Overall connectivity — a next generation molecular connectivity

Abstract

The development of molecular connectivity concept and some of its key elements — Randić’s inverse-square-root function and the detailed subgraph characterization — are analyzed. The concept of overall connectivity recently advanced is presented as a next step in unfolding the ideas of molecular connectivity by combining them with those of molecular complexity. Definitions of overall connectivity index, eth-order overall connectivities, and overall connectivity vector are presented along with formulae for calculating these sets of topological indices for several classes of graphs of chemical relevance. Based on sums of adjacencies over all subgraphs (or up to a limiting subgraph size in large molecules), the overall connectivities increase both with molecule size and complexity, as expressed in branching and cyclicity of molecular skeleton.
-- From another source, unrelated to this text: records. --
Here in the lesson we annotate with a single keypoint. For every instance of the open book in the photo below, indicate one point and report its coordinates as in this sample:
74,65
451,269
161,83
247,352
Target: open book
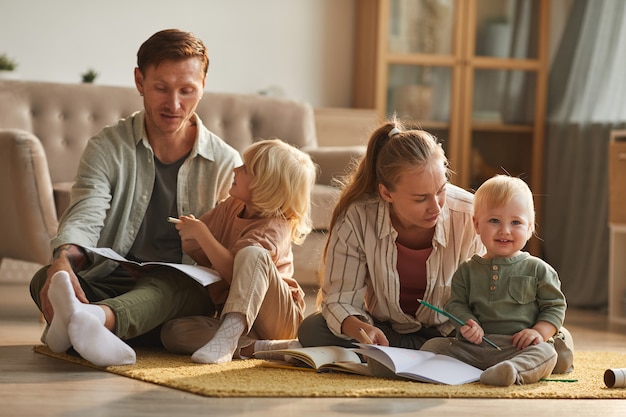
319,358
382,361
202,274
418,365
When applied to molecules containing heteroatoms, valence overall connectivities are constructed employing the Kier and Hall scheme. The usefulness of the novel indices is demonstrated by modeling physicochemical properties of alkane compounds. A detailed comparison is made with other models derived for the same set of compounds, proceeding from molecular connectivity, as well as with two other probe connectivity functions — the overall connectivity versions of the second Zagreb index, and a derivative inverse function of this index. The favorable comparisons indicate the need of molecular connectivity paradigm revisiting, and show the potential of the overall connectivity indices for QSPR/QSAR applications.